Among the worst 11 Investigates has reported on: a patient attacking a patient care technician in an Altoona emergency room, leaving him with a cracked skull and brain bleed in November, and a patient’s family member holding ICU staff at gunpoint in York in February of last year. The incident left employees shot and a young police officer dead.
In the last few months, Channel 11 has reported on more than a dozen assaults, including a man charged with assaulting a doctor and two other staff members at Penn Highlands Mon Valley, a woman police say punched a nurse in the head four times and pulled hair out of her head and a man at Jefferson Hospital who police say knocked a nurse to the ground, bit a nurse and tried to bite others.
11 Investigates, in our ongoing investigation, Code Blue, has reported on attempts to protect healthcare workers through legislation. None of those efforts have made it to Governor Josh Shapiro’s desk.
Other states are taking action. For example, in California, hospitals are now required by law to install metal detectors to keep out weapons.
“We’ve had doctors and nurses assaulted, stabbed, shot in the parking lot, followed on the way to their cars,” said California State assemblymember Mike Gipson.
Gipson proposed Assembly Bill 2975, which was signed into law and is now in effect.
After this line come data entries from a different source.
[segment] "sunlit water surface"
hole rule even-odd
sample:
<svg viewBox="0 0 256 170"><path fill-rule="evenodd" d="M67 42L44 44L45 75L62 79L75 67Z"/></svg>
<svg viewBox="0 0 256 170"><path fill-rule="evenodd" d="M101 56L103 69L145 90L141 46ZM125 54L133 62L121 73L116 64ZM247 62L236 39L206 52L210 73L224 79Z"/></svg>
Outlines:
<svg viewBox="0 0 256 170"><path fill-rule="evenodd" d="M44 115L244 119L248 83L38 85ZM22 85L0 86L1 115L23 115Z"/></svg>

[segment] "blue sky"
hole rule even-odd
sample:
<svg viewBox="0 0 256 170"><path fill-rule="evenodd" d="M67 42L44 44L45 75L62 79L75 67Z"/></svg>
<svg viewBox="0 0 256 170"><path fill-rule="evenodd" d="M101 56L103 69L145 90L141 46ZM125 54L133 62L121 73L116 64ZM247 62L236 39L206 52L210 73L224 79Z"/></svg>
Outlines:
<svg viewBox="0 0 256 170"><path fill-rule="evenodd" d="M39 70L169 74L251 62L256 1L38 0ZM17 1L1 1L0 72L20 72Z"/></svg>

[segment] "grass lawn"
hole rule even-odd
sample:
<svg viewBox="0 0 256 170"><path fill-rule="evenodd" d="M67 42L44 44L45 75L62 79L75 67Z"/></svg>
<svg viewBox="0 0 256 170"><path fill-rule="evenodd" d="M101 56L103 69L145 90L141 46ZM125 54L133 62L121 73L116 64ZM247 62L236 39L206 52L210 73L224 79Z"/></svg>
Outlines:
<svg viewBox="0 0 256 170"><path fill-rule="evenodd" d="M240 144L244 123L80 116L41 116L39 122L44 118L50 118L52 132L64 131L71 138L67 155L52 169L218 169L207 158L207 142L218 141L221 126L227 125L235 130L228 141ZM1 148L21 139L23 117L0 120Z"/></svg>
The workplace violence prevention law requires hospitals to install weapons detection systems at hospital entrances by 2027.
“It made sense, it was a common-sense measure,” Gipson said, adding that other states should use his bill as a model. “How many more people have to die? How many more people have to die before you get it?”
11 Investigates was in Harrisburg last May when Pennsylvania’s Health Care Workplace Violence Prevention Act passed the PA House with bipartisan support. One year later, it is still sitting in the Senate Labor and Industry Committee.
Senator Devlin Robinson (R-Allegheny) chairs the Senate Labor and Industry Committee. He has the power to call a hearing on the bill and ultimately hold a vote to put it before the Senate floor.
11 Investigates reached out to Robinson, requesting a sit-down interview and asking specifically why he has not called a hearing since the committee received the bill last May.
His spokeswoman sent 11 Investigates the following statement.
“In this era of rising violence against healthcare professionals, protecting these dedicated medical personnel who work so hard to save lives and keep us healthy is a top concern. That’s why I’ve been working with the various stakeholders involved in this issue to ensure this legislation best achieves our shared goal of supporting the nurses, doctors, and hospital staff who just want to do their jobs well without worrying about this type of unacceptable workplace violence. Those conversations are ongoing and productive, and I look forward to continuing to work with the interested parties on this important legislation.”
Robinson and his staff did not answer questions about if he plans to call a hearing or when.